When Florida Gov. Rick Scott endorsed the Medicaid expansion last month, it was a huge turnaround: He had initially been one of the health law's harshest critics.

While that was a major moment for the Affordable Care Act, it did not secure the Sunshine State's participation in a Medicaid expansion expected to cover 1.3 million Americans.

One less-noticed factor in Florida — or in any other state — is that it's not just the governor who has to get on board with expanding Medicaid. The state legislature generally has to sign off on the program and authorize the new spending it would entail.

In Florida, WFSU's Lynn Hatter reports, the Republican-controlled Florida House of Representatives has signaled it "won't go along" with the governor's Medicaid plans:

 In a meeting [Monday], the House’s Select Committee on the Patient Protection and Affordable Care Act said the state can’t rely on promises from the federal government that it might be unable to keep.

“What the federal government gives, it can take away,” said state Rep.

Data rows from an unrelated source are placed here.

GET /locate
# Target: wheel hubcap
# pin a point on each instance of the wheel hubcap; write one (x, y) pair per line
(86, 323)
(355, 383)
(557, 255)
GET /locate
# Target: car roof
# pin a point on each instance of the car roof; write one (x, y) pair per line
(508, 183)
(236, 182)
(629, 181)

Kathleen Passidomo, R-Naples.

The vote against the Medicaid expansion was along party lines, with 10 Republicans voting no and five Democrats voting in favor of the expansion.

In other words: The legislation necessary to expand Medicaid in Florida failed to make it out of the House committee. The Senate is set to vote on the same legislation later Tuesday, Hatter reports. It's also controlled by Republicans, but has shown more openness to the health-law program.

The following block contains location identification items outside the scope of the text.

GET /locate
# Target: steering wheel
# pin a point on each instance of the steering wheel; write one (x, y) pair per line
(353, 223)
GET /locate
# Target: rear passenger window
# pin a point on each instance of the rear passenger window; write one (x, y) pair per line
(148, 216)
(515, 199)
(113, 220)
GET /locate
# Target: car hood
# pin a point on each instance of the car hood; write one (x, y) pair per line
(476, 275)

This challenge likely isn't unique to Florida: In Ohio, Gov. John Kasich needs his Republican legislature to sign off on a Medicaid expansion, as does Gov. Rick Snyder in Michigan. New Jersey Gov. Chris Christie is likely to have an easier time there, as his state legislature is under Democratic control.

Convincing Republican governors to endorse a major pillar of a controversial law is no small feat for Obamacare advocates. But it does not ensure that states will move forward — that likely takes convincing a wide swath of local legislators who already stand in staunch opposition.